Which checklist helps you get started?
This quick-start checklist shows where your company stands today:
- Critical IT systems are documented and prioritized
- RTO and RPO are defined for all core systems
- Backup strategy follows the 3-2-1 rule (3 copies, 2 media, 1 offsite)
- Emergency contact list exists outside company IT
- Responsibilities are assigned to names (not roles)
- Communication plan for customers and partners exists
- Last test of emergency plan is less than 12 months old
- External IT service providers know the plan and their role in it
ℹ️ Note: The Federal Office for Economic Supply in Case of Crisis (OFAC) offers free templates and guides for SME business continuity — available at ofac.admin.ch.
Conclusion: Next steps for your IT emergency plan
An IT emergency plan for your SME doesn't need to be perfect — it needs to exist and be current.

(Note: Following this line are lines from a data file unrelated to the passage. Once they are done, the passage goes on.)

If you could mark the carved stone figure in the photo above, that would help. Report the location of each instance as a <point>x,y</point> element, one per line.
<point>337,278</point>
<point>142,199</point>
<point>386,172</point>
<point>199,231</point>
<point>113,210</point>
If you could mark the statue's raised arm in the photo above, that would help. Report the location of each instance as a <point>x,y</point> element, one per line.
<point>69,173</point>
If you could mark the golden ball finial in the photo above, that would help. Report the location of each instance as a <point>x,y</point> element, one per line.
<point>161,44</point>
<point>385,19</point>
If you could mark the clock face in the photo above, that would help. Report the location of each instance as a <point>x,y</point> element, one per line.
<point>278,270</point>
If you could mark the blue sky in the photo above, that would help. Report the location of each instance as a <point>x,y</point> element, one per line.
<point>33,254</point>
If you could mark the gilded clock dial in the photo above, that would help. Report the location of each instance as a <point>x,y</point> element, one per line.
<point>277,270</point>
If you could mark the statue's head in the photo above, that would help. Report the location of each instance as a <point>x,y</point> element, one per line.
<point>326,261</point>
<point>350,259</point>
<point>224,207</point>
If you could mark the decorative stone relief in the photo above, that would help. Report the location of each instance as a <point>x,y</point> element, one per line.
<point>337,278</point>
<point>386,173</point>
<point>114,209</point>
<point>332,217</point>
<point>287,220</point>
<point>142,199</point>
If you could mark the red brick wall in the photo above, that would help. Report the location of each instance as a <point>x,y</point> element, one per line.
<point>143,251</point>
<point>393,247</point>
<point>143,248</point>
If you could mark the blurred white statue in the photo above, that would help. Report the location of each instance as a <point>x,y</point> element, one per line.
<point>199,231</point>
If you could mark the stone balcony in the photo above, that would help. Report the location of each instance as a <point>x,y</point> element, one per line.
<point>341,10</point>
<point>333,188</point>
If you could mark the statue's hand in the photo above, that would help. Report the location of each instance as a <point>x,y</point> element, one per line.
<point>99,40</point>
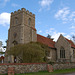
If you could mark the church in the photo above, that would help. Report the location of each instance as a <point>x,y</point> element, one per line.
<point>22,30</point>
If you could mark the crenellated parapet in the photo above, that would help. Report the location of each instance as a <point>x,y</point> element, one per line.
<point>23,10</point>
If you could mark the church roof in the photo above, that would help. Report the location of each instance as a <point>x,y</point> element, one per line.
<point>72,44</point>
<point>45,41</point>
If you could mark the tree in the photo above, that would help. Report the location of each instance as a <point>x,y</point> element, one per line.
<point>73,37</point>
<point>29,53</point>
<point>49,36</point>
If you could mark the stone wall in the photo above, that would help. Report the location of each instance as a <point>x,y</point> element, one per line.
<point>23,67</point>
<point>33,67</point>
<point>63,66</point>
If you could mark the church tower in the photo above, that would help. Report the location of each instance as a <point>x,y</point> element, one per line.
<point>22,28</point>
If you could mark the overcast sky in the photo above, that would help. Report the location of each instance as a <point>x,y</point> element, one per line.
<point>53,17</point>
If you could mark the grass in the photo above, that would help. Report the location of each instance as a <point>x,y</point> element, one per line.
<point>47,73</point>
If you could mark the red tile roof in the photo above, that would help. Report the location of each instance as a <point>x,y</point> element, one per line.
<point>72,44</point>
<point>45,41</point>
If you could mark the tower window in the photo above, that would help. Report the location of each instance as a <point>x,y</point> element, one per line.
<point>16,20</point>
<point>29,21</point>
<point>62,52</point>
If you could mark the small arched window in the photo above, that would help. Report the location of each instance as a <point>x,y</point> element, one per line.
<point>16,20</point>
<point>29,21</point>
<point>62,52</point>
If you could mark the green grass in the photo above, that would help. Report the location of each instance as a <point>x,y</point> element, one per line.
<point>47,73</point>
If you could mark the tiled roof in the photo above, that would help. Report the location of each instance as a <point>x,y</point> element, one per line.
<point>72,44</point>
<point>45,41</point>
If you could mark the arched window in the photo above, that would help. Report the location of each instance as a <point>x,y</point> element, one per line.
<point>16,20</point>
<point>29,21</point>
<point>62,52</point>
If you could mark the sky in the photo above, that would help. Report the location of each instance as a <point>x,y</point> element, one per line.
<point>52,17</point>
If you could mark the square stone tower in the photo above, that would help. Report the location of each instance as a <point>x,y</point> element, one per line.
<point>22,28</point>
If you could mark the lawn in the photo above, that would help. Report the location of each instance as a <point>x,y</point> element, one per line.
<point>47,73</point>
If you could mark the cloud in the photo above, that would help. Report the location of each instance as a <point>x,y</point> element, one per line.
<point>45,3</point>
<point>65,15</point>
<point>15,5</point>
<point>40,31</point>
<point>72,16</point>
<point>62,14</point>
<point>54,34</point>
<point>4,18</point>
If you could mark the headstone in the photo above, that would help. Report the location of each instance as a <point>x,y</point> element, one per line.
<point>50,68</point>
<point>0,43</point>
<point>11,71</point>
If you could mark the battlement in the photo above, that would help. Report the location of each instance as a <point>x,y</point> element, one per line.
<point>22,10</point>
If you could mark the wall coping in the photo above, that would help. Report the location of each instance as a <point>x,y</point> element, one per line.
<point>20,63</point>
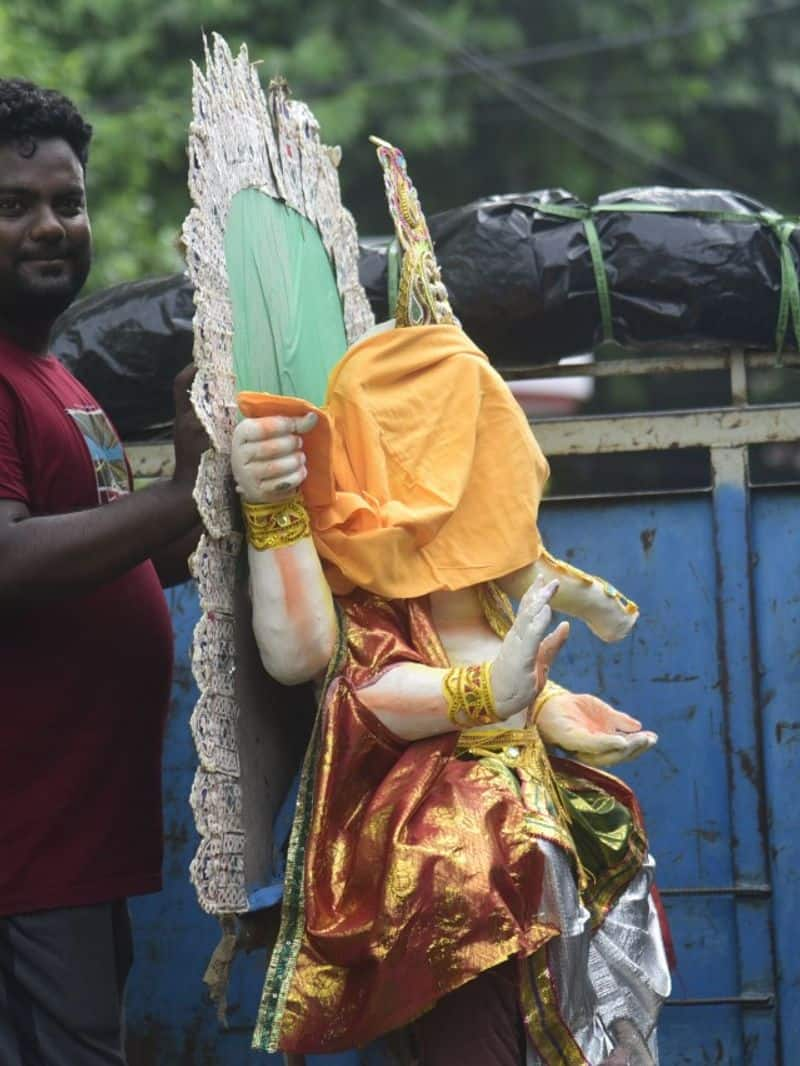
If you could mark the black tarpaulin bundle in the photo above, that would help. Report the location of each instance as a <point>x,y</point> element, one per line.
<point>541,275</point>
<point>532,277</point>
<point>126,344</point>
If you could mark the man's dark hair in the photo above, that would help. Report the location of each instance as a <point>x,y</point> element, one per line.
<point>29,114</point>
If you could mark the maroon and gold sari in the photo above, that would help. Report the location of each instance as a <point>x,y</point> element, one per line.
<point>414,867</point>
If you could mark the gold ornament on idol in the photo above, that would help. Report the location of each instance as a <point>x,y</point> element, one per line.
<point>468,695</point>
<point>276,525</point>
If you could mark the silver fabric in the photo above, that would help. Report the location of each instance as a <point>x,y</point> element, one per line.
<point>620,972</point>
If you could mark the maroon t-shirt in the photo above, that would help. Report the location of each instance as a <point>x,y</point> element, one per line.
<point>84,682</point>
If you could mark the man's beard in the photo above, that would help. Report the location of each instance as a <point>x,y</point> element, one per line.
<point>44,301</point>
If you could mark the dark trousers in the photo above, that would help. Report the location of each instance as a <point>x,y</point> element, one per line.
<point>62,986</point>
<point>478,1024</point>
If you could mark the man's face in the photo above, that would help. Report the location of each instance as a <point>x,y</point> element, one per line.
<point>45,236</point>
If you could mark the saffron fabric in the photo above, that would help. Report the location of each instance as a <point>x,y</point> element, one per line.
<point>419,448</point>
<point>85,679</point>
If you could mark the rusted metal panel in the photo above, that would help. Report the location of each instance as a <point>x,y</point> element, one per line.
<point>717,426</point>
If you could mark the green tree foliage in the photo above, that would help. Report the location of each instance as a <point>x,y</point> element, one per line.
<point>485,96</point>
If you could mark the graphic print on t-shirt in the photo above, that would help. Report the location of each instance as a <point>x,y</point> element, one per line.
<point>106,450</point>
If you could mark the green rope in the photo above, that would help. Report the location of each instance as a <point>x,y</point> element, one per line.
<point>782,226</point>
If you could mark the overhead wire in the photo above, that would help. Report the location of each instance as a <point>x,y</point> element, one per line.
<point>539,103</point>
<point>575,48</point>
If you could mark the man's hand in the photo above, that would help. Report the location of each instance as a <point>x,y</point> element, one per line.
<point>591,730</point>
<point>189,436</point>
<point>525,658</point>
<point>268,458</point>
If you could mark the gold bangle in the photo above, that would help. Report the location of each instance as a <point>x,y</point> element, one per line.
<point>549,689</point>
<point>276,525</point>
<point>468,694</point>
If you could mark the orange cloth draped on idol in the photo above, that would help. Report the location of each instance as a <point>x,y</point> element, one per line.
<point>437,841</point>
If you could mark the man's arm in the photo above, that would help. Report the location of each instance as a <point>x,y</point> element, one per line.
<point>172,561</point>
<point>44,558</point>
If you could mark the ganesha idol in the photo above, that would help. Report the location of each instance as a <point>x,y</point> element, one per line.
<point>448,871</point>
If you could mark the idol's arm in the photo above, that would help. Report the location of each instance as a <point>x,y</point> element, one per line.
<point>411,699</point>
<point>293,617</point>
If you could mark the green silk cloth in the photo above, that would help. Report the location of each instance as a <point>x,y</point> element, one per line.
<point>288,323</point>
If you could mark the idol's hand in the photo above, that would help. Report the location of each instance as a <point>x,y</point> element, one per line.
<point>525,658</point>
<point>591,730</point>
<point>268,458</point>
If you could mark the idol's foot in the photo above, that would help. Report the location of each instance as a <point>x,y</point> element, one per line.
<point>629,1048</point>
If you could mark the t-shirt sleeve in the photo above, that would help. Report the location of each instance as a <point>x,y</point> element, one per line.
<point>13,481</point>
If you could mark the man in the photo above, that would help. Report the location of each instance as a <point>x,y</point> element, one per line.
<point>85,642</point>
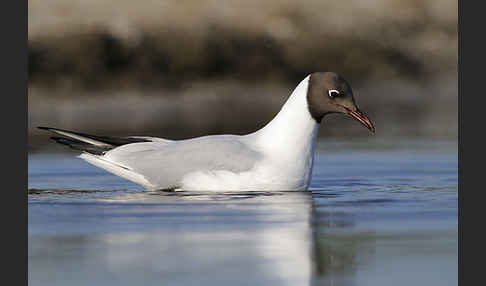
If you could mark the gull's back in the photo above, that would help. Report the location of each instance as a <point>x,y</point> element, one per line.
<point>165,164</point>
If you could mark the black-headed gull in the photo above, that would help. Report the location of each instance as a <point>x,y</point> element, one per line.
<point>277,157</point>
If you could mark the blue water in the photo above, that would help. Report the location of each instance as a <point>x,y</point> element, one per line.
<point>374,215</point>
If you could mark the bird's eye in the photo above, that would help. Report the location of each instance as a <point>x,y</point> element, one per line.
<point>333,93</point>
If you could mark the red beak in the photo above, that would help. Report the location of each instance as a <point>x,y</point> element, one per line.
<point>361,117</point>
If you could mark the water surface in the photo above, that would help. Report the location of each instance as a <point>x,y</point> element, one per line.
<point>374,215</point>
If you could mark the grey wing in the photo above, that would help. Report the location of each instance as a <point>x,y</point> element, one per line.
<point>165,164</point>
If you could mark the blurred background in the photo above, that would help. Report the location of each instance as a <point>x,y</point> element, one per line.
<point>172,68</point>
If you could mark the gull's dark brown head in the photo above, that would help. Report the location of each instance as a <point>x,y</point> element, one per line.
<point>329,93</point>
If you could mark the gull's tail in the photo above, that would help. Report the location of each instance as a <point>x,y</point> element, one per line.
<point>96,145</point>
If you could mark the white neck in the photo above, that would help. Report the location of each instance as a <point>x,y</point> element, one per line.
<point>293,132</point>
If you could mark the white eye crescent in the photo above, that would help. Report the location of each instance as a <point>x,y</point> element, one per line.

Start with your three most critical systems, assign responsibilities, and test the plan within 90 days.
The biggest investment is not the budget but the time of the right people: management, IT staff, and external providers must sit at the same table.
On IT-Provider.ch, find over 200 verified Swiss providers who help SMEs create IT emergency plans and business continuity concepts — with transparent pricing and verified customer ratings.
Frequently asked questions about IT emergency plans for Swiss SMEs
How much does an IT emergency plan cost for an SME in Switzerland?
Costs range from CHF 2,000 (simple document with external consulting) to CHF 15,000 for complete Business Continuity implementation including tests. Many IT service providers offer entry packages starting at CHF 990.
How often must an IT emergency plan be updated?
At least once a year, plus after any significant incident, after major system changes, or if business structure changes. Quarterly review of contact lists is recommended.
What's the difference between an IT emergency plan and a Business Continuity Plan?
The IT emergency plan focuses on technical system recovery. The Business Continuity Plan (BCP) is broader: it also covers staff failures, site issues, and supply chain disruptions. The IT emergency plan is a component of the BCP.
Is an IT emergency plan legally required?
In Switzerland, there is no explicit legal requirement for SMEs. However, the revised Data Protection Act (revDPA) and industry-specific regulations (e.g., Finma for financial service providers) require verifiable data security and business continuity measures.
Can an SME create its own IT emergency plan?
Yes — for simple companies with fewer than 20 employees, a self-created plan is often sufficient. For more complex environments, one-time support from an external IT specialist is recommended, who then transfers knowledge and templates to you.